As a class, penicillin antibiotics are widely used in pregnant women. Based on available data, penicillin antibiotics are generally considered compatible for use during pregnancy (Ailes 2016; Bookstaver 2015; Crider 2009; Damkier 2019; Lamont 2014; Muanda 2017a; Muanda 2017b).
Penicillins are present in breast milk.
Concentrations of penicillin class antibiotics in breast milk are limited (Nau 1987). The manufacturer recommends that caution be exercised when administering nafcillin to breastfeeding women. In general, antibiotics that are present in breast milk may cause non-dose-related modification of bowel flora. Monitor infants for GI disturbances, such as thrush or diarrhea (WHO 2002).
Some products may contain sodium.
Baseline and periodic CBC with differential, urinalysis, BUN, serum creatinine; baseline and periodic serum bilirubin, AST, ALT, serum potassium (especially with high doses or prolonged therapy), alkaline phosphatase and gamma glutamyl transferase (especially when using high doses); observe for signs and symptoms of anaphylaxis during first dose. Monitor infusion site.
Interferes with bacterial cell wall synthesis during active multiplication, causing cell wall destruction and resultant bactericidal activity against susceptible bacteria; resistant to inactivation by staphylococcal penicillinase
Distribution: Widely distributed; CSF penetration is poor but enhanced by meningeal inflammation.
Vd:
Preterm neonates (GA 28 to 33 weeks; PNA 5 to 68 days): 0.242 to 0.534 L/kg (Banner 1980).
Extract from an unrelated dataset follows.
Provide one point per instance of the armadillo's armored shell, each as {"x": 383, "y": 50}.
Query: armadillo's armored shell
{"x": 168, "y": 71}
Infants, Children, and Adolescents ≤13 years of age: 0.893 ± 0.083 L/kg (Feldman 1978).
Adults: 0.57 to 1.55 L/kg.
Protein binding: ~90%; primarily to albumin.
Metabolism: Primarily hepatic; undergoes enterohepatic recirculation.
Half-life elimination:
Preterm neonates (GA 28 to 33 weeks) (Banner 1980):
PNA <3 weeks: 2.23 to 5.46 hours.
PNA ≥3 to 9 weeks: 1.24 to 2.26 hours.
Infants, Children, and Adolescents ≤13 years of age : 0.76 ± 0.03 hours (Feldman 1978).
Adults: Normal renal/hepatic function: 33 to 61 minutes.
Time to peak, serum: IM: 30 to 60 minutes.
Excretion: Primarily feces; urine (~30% as unchanged drug).
Hepatic function impairment: Plasma clearance is significantly decreased and excretion in urine was significantly increased from ~30% to 50% in patients with biliary obstruction and cirrhosis.
Anti-infective considerations:
Parameters associated with efficacy: Time dependent, associated with time free drug concentration (fT) > minimum inhibitory concentration (MIC); goal: ≥50% fT > MIC (bactericidal) (Drusano 2003; Turnidge 1998).
Critically ill patients in the ICU: Minimum goal: ≥50% fT > MIC; preferred goal: ≥100% fT > MIC (Abdul-Aziz 2020; Al-Shaer 2020; Roberts 2014); some experts favor ≥100% fT > 4 times the MIC (Guilhaumou 2019).
Expected drug exposure in normal renal function:
Cmax (peak): Single dose: IV:
Infants, children, and adolescents ≤13 years of age: 37.5 mg/kg (infused over 15 minutes): 48.1 ± 3.5 mg/L (Feldman 1978).
Adults: 500 mg (infused over 7 minutes): ~30 mg/L.
Postantibiotic effect: Minimal bacterial killing continues after concentration of penicillins fall below the MIC of targeted pathogen and varies based on the organism:
Gram-positive cocci: 1.5 to 3.5 hours (Craig 1991).
Gram-negative bacilli: 0 to 1.5 hours (Craig 1991).
Parameters associated with toxicity: Continuous infusion: Hospitalized adults: In a retrospective study, steady-state nafcillin concentrations were significantly higher in patients who experienced an adverse drug event compared to those who did not (66 vs 25.5 mg/L). Specifically, concentrations were higher in patients who experienced hepatotoxicity (62.8 vs 27 mg/L), nausea/vomiting (80 vs 28.5 mg/L), and diarrhea (66.5 vs 26.5 mg/L) (Benefield 2016).